板前割烹店の走りとも言われる「たん熊北店」の主人、栗栖正博氏が、基本を重んじながら日々の営業の中で築き上げ、継承してきた仕事の数々を完全公開。
なぜそうするのか、どうしたらよりおいしく、美しく仕上がるのか。その考え方とポイントを写真入りで丁寧に解説します。
これほど細かく、包み隠さず自店の仕事をオープンにした技術書は他にありません。235品の定番&オリジナル料理は献立作成のヒントとなることまちがいなし。
さらに、追い廻しから始まり、油場、焼き場、八寸場、煮方、向板と年数をかけて学んでいく日本料理の仕事を、そのセクション別に整理した試みも画期的。
割烹店主必見、料理人必読の、日本料理の技術書の決定版です。
奇をてらわず、まっすぐにおいしさを追求した端正な料理、それでいてふくよかで“華”のある料理──前半の料理編では、そんなたん熊北店の料理235品が献立項目別にずらっと並びます。料理写真にはすべて器名も併記してあり、器を見る楽しさを存分に味わえるのも大きな魅力。

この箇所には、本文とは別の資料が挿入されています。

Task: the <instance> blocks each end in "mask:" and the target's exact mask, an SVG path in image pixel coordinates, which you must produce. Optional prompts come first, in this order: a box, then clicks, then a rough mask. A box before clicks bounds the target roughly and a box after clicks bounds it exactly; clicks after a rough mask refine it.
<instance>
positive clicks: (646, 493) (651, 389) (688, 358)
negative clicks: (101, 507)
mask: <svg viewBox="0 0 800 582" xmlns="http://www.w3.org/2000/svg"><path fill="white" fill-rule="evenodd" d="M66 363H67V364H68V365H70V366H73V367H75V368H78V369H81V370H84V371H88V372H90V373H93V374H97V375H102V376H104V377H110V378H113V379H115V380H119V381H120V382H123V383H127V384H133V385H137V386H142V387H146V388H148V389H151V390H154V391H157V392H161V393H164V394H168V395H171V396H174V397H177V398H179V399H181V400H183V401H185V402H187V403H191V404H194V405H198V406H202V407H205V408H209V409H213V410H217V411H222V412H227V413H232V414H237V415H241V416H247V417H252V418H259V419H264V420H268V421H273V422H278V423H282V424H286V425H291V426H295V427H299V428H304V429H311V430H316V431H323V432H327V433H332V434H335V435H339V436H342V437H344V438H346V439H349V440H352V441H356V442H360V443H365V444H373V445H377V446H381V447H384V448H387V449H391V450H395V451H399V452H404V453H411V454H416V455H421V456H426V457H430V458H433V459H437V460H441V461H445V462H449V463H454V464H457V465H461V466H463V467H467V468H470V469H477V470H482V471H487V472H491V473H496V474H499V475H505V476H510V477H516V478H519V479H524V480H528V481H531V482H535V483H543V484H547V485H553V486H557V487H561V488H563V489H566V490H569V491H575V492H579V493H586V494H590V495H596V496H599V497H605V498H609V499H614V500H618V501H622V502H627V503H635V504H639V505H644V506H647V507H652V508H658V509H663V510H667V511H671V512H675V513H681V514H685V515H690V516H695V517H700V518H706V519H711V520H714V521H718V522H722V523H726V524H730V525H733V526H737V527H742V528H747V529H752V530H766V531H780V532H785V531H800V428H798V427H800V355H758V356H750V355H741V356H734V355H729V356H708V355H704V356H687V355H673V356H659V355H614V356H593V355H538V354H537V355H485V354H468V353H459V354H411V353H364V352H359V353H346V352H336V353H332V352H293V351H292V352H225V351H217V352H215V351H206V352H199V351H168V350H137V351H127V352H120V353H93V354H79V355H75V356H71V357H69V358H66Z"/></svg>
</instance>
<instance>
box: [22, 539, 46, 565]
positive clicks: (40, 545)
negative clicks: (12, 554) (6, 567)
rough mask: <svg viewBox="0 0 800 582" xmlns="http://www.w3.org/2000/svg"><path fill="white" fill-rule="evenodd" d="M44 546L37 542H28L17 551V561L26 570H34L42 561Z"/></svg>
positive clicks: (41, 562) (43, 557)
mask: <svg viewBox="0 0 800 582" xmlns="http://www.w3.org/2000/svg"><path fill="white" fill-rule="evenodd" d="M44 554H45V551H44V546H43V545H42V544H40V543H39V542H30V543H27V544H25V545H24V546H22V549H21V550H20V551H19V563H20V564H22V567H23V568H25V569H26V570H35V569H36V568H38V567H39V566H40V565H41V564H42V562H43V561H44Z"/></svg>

変わって後半の技法編では、焼き場、煮方といった厨房のセクション別に基本的な仕事をキーワードの技法として取り上げ、写真入りで手順を詳説しています。プロセス写真の番号は解説文の番号と対応させ、ひと目で何をしているところかがわかるよう配慮。またポイントとなる写真はズームアップし、イラストもまじえることで、よりわかりやすい誌面構成になっています。
【料理編】
酒肴、和えもの、八寸、造り、椀、鍋、珍味、おしのぎ、箸休め、
焼きもの、焚合せ、酢のもの、油もの、蒸しもの・温もの、強肴、
麺・ご飯・汁、甘味、弁当・折詰(おせち含む)計235品の料理とその作り方。
【技法編】
[1] 厨房のセクション分け
[2] 修業のステップ
[3] 追い廻しの仕事
[4] 八寸場の仕事 (車海老つや煮、ちまき寿し 他)
[5] 酢のもの・水もの場の仕事 (竜皮巻き、葛切り 他)
[6] 油場の仕事 (皮はぎ骨煎餅、鴨ロース 他)
[7] 焼き場の仕事 (鮎塩焼き、ぐじ焼き、鰻八幡巻き 他)
[8] 煮方の仕事 (鯛かぶら、どじょう柳川、筍土佐煮 他)
[9] 向板の仕事 (鯛活け盛り、鱧落とし 他)。
( ) 内はキーワードの技法、計114項目。
本書では、たんに作り方の手順を追うのではなく、普通なら見過ごしたり省略したりするような細かなポイントまで拾い上げて、解説を加えています。そうした丁寧な仕事の中にこそ、おいしさを極めるプロの技が隠されているものだからです。
また本書では、厨房のセクション別に仕事を整理し、それぞれの持ち場で修得すべき技術や果たすべき役割について述べていますが、その視点が教科書通りの一般的なものではなく、店としての実践を踏まえたものであるところに大きな意味があります。
修業の段階に応じて参考にし、現場で活用していただける1冊です。